18 000 camions circulent chaque jour sur l’A8, 2 millions de personnes effectuent chaque jour des trajets domicile-travail.
Cette réalité de PACA, personne ne peut la contester !
Développer une offre de transport public ferré ou en site propre est donc indispensable pour lutter contre le réchauffement climatique.
La question de nouvelles infrastructures ferroviaires libérant des sillons sur le réseau existant et favorisant des modes de transports alternatifs à la voiture et au camion est incontournable sur toute la région et particulièrement dans le Var.
C’est un enjeu économique, social et environnemental répondant aux besoins de déplacements des populations et aux exigences du Grenelle de l’environnement.
C’est dans ce cadre que doit se réaliser la LGV.
Il est urgent de continuer à moderniser le réseau ferré existant, réouvrir des lignes comme Carnoules-Gardanne, les Arcs-Draguignan, ouvrir de nouvelles gares.
Aujourd’hui le conseil général du Var à majorité UMP n’a pas décidé de s’y engager ! Ce qui est préjudiciable aux populations concernées !
L’enjeu est de développer les infrastructures ferroviaires pour un maillage du territoire répondant aux besoins de transports des passagers et du fret. Le nombre de TER qui a déjà fortement augmenté depuis 1998, demande à être porté à un niveau plus important pour assurer aux quatre coins du Var l’accessibilité, la fréquence et la régularité que sont en droit d’attendre les populations.

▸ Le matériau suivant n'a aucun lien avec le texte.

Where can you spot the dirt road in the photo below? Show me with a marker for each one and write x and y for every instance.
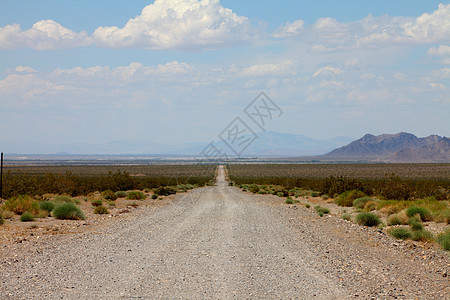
(218, 242)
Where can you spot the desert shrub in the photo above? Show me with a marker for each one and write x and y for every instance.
(7, 214)
(368, 219)
(68, 211)
(444, 240)
(19, 205)
(281, 193)
(370, 206)
(421, 235)
(164, 191)
(109, 195)
(101, 210)
(46, 205)
(63, 199)
(26, 217)
(254, 189)
(395, 220)
(400, 233)
(135, 195)
(321, 210)
(347, 198)
(121, 194)
(415, 224)
(338, 185)
(97, 203)
(346, 217)
(42, 214)
(361, 202)
(395, 188)
(424, 213)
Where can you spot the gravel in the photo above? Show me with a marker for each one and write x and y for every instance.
(219, 242)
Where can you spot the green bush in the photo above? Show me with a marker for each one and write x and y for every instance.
(135, 195)
(26, 217)
(424, 213)
(415, 224)
(347, 217)
(368, 219)
(97, 203)
(47, 206)
(121, 194)
(63, 199)
(444, 240)
(164, 191)
(101, 210)
(321, 210)
(361, 202)
(347, 198)
(422, 235)
(109, 195)
(394, 220)
(400, 233)
(19, 205)
(68, 211)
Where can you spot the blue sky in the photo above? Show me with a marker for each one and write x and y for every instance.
(178, 71)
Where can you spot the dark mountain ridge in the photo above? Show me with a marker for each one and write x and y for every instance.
(400, 147)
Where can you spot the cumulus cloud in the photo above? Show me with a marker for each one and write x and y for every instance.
(44, 35)
(289, 29)
(328, 70)
(442, 51)
(284, 68)
(25, 69)
(328, 34)
(178, 24)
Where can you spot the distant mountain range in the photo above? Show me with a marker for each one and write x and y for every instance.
(400, 147)
(267, 144)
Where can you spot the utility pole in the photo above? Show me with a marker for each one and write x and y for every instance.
(1, 177)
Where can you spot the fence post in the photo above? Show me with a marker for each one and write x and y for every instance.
(1, 177)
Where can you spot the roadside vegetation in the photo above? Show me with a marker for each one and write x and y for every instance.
(35, 193)
(404, 206)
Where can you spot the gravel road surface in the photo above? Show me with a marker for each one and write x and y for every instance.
(220, 243)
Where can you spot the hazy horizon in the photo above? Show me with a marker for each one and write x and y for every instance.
(180, 71)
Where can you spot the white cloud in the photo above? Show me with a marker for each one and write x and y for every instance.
(25, 69)
(442, 51)
(289, 29)
(327, 34)
(178, 24)
(328, 70)
(44, 35)
(284, 68)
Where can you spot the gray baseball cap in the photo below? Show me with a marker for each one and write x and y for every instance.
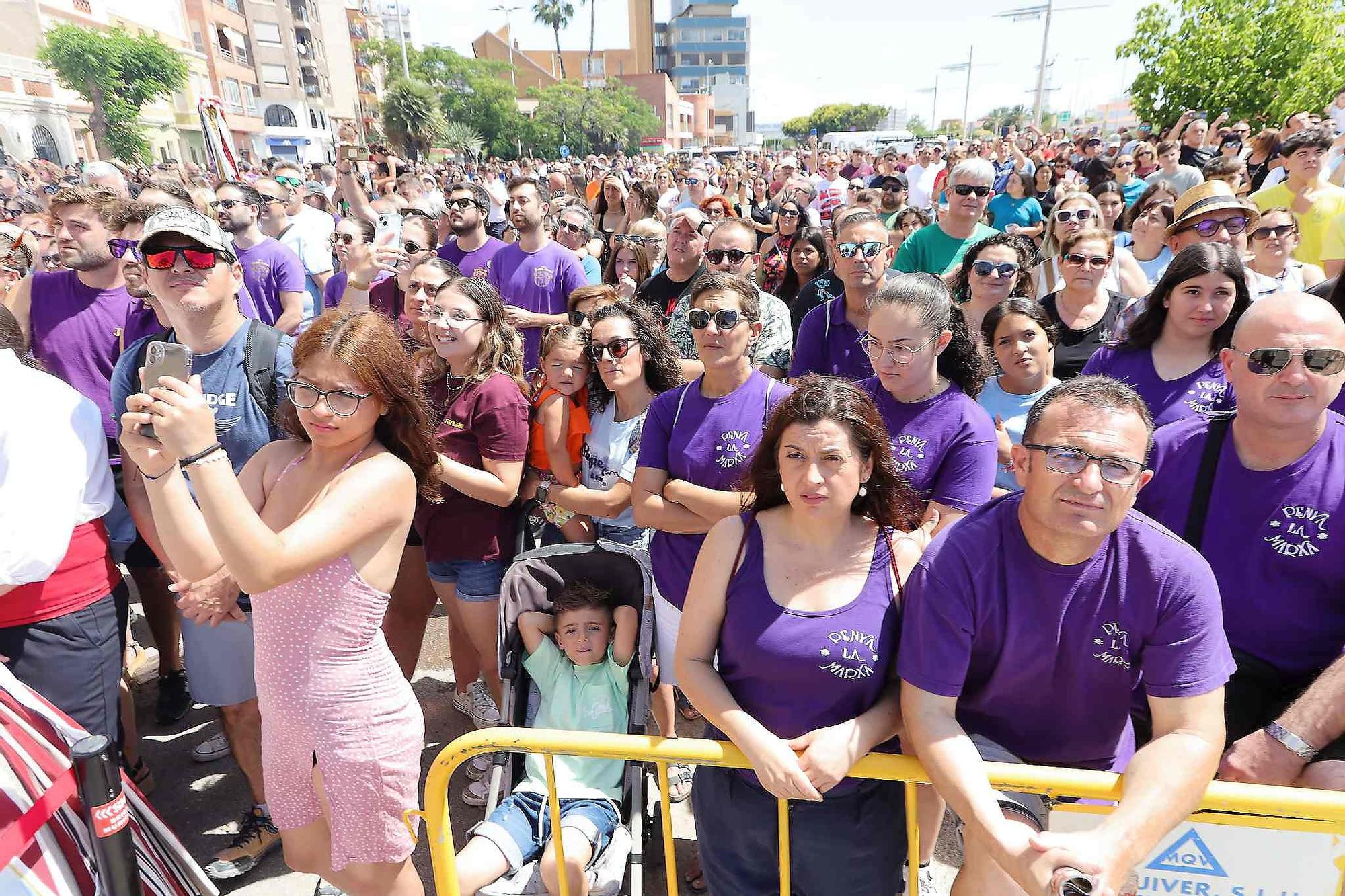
(189, 222)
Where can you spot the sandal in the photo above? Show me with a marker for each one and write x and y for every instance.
(680, 783)
(685, 706)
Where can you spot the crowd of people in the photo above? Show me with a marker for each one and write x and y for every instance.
(1012, 450)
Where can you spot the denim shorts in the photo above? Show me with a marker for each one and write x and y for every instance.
(478, 580)
(521, 825)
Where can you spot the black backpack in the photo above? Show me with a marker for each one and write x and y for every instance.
(259, 364)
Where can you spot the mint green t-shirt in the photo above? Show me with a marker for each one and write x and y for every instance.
(933, 251)
(578, 698)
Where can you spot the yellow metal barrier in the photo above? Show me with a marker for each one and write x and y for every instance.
(1245, 799)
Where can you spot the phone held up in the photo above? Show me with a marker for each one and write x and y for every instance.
(165, 360)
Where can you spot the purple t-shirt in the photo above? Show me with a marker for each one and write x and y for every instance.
(828, 343)
(270, 270)
(1044, 658)
(80, 331)
(796, 670)
(707, 442)
(1270, 537)
(944, 446)
(540, 282)
(475, 263)
(1199, 393)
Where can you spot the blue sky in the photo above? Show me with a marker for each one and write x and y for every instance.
(866, 52)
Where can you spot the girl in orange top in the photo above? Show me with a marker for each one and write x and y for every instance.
(560, 421)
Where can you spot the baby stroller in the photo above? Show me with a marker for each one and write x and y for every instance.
(529, 585)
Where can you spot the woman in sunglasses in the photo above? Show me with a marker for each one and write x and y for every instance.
(477, 374)
(1171, 353)
(1086, 311)
(775, 249)
(313, 528)
(993, 270)
(1273, 244)
(697, 444)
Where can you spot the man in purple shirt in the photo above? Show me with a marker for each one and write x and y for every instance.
(536, 275)
(471, 248)
(1027, 628)
(1270, 503)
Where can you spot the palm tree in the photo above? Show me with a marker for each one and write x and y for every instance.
(558, 15)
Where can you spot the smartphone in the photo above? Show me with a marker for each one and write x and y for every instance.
(165, 360)
(353, 153)
(389, 222)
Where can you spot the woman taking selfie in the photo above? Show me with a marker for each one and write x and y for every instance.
(314, 528)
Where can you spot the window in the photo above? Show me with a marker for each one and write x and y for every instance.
(275, 75)
(267, 33)
(280, 116)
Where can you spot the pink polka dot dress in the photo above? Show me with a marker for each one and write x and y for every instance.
(328, 684)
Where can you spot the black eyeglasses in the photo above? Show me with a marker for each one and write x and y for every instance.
(1234, 227)
(735, 256)
(618, 349)
(1266, 362)
(119, 248)
(1073, 462)
(340, 401)
(1280, 232)
(870, 249)
(724, 318)
(989, 268)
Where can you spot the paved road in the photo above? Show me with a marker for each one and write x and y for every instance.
(204, 802)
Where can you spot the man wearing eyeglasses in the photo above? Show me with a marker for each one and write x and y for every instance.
(471, 248)
(193, 272)
(274, 274)
(941, 247)
(1065, 589)
(1261, 497)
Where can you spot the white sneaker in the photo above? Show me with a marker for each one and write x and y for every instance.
(478, 767)
(485, 712)
(209, 751)
(475, 792)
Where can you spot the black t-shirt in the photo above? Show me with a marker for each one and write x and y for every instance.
(1078, 346)
(661, 292)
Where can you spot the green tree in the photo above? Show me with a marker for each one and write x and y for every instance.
(556, 15)
(118, 75)
(1262, 60)
(412, 116)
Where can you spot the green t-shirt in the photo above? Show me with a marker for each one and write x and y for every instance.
(578, 698)
(933, 251)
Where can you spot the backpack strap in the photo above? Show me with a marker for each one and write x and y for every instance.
(1199, 510)
(260, 366)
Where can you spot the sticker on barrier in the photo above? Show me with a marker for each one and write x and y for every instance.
(1211, 858)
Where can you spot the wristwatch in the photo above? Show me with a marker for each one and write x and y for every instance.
(1292, 741)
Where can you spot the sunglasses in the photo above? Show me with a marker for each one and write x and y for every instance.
(1233, 225)
(988, 268)
(1082, 261)
(1266, 362)
(618, 349)
(120, 248)
(870, 249)
(724, 318)
(735, 256)
(1280, 232)
(167, 257)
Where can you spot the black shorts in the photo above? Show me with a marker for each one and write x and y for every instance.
(1258, 694)
(75, 661)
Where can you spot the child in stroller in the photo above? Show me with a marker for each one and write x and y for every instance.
(584, 682)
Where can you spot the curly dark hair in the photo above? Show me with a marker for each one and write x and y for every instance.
(890, 499)
(661, 368)
(1022, 247)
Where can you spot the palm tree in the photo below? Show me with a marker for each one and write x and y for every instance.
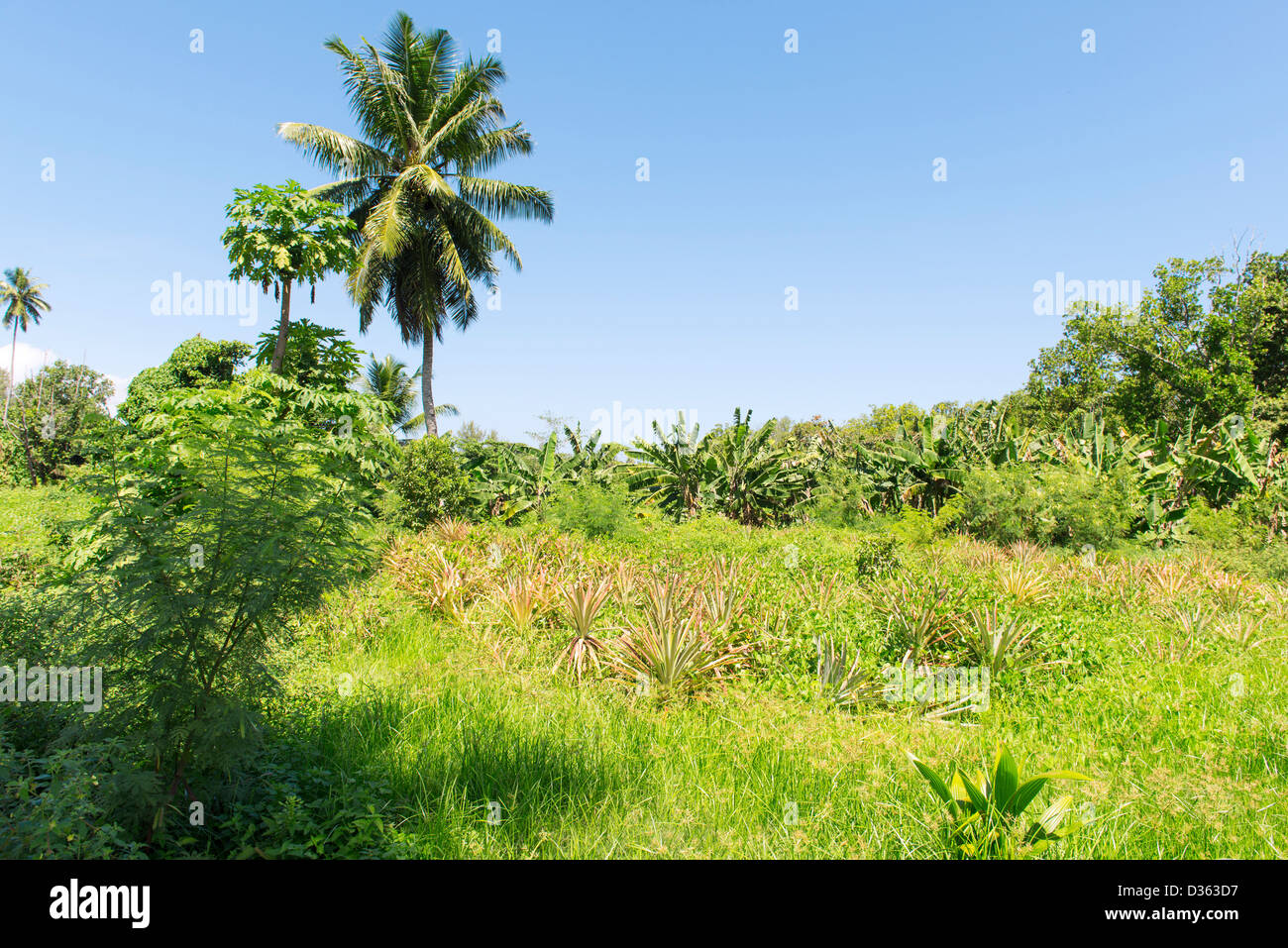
(387, 380)
(432, 125)
(24, 309)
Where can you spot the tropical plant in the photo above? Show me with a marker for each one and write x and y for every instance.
(995, 642)
(754, 479)
(673, 471)
(224, 518)
(283, 236)
(430, 125)
(24, 305)
(668, 649)
(917, 612)
(841, 682)
(60, 419)
(987, 810)
(316, 357)
(387, 380)
(583, 603)
(429, 483)
(522, 600)
(194, 364)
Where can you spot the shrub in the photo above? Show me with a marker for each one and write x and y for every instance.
(838, 498)
(876, 556)
(592, 509)
(429, 483)
(224, 518)
(1044, 505)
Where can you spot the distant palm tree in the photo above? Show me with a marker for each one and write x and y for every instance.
(24, 309)
(387, 380)
(432, 125)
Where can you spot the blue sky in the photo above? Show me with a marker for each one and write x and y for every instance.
(768, 170)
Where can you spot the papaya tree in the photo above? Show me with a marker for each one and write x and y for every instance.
(282, 236)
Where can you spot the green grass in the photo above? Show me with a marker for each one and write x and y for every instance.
(1183, 767)
(398, 729)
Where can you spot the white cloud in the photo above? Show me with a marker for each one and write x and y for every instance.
(30, 360)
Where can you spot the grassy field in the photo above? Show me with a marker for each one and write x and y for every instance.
(1159, 678)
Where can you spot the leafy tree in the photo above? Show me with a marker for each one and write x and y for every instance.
(24, 305)
(316, 357)
(218, 523)
(754, 479)
(60, 417)
(473, 433)
(1209, 339)
(284, 236)
(429, 481)
(673, 471)
(432, 125)
(194, 364)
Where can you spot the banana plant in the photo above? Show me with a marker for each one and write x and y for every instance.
(754, 480)
(987, 810)
(674, 472)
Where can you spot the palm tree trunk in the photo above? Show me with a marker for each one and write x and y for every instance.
(426, 388)
(13, 351)
(282, 327)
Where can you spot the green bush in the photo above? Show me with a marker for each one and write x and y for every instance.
(1044, 505)
(876, 556)
(429, 483)
(838, 498)
(592, 509)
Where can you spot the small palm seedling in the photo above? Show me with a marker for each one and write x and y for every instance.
(979, 556)
(996, 642)
(841, 682)
(668, 649)
(1192, 618)
(1026, 586)
(430, 575)
(816, 592)
(1025, 553)
(583, 604)
(522, 600)
(1167, 581)
(917, 614)
(725, 600)
(1243, 631)
(936, 693)
(1229, 591)
(987, 811)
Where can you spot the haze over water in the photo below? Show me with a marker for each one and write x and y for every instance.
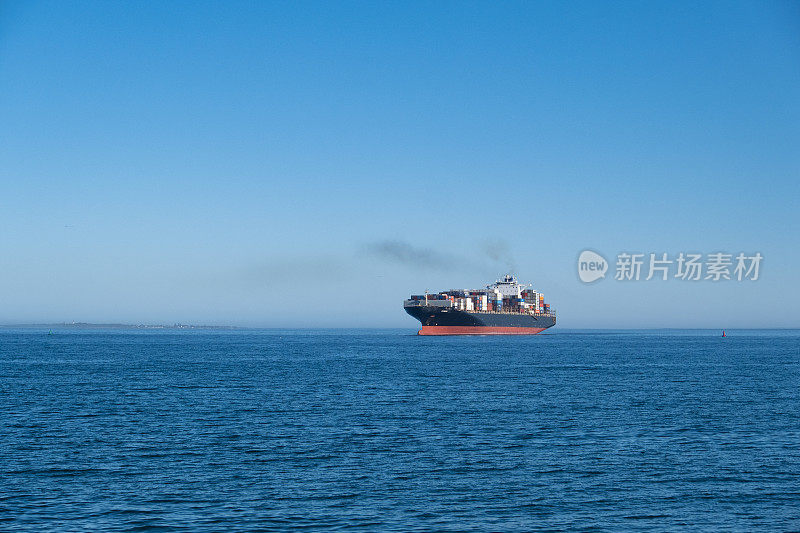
(383, 430)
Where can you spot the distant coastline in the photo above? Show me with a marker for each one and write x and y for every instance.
(89, 325)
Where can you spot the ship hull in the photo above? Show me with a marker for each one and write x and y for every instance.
(449, 321)
(477, 330)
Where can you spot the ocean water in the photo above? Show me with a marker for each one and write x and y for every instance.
(382, 430)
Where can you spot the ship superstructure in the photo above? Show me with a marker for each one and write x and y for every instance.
(505, 307)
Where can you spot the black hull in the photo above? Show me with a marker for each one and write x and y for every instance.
(449, 317)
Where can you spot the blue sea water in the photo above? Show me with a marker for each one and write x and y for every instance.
(382, 430)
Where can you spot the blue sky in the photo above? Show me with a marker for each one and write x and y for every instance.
(245, 163)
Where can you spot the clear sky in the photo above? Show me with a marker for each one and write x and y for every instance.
(312, 164)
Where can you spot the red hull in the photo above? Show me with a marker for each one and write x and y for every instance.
(477, 330)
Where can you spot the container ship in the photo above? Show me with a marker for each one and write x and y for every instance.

Il s’agit aussi de diminuer fortement le nombre de camions sur les routes, tout en assurant les conditions d’un développement économique harmonieux sur l’ensemble du département.
LGV ou pas, la question de l’implantation de nouvelles infrastructures ferroviaires se pose comme une question d’avenir pour le Var tant les réseaux ferrés et routiers sont déjà saturés, tant le besoin de développement économique des moyen et haut Var, est indispensable.
Après des années d’études, d’investissement d’argent public, la droite départementale, Falco en tête, et le ministre des transports du gouvernement Fillon, ont fait le choix du tracé des métropoles, pour la ligne LGV.
Ce choix est mauvais, tant en matière de développement que de coût !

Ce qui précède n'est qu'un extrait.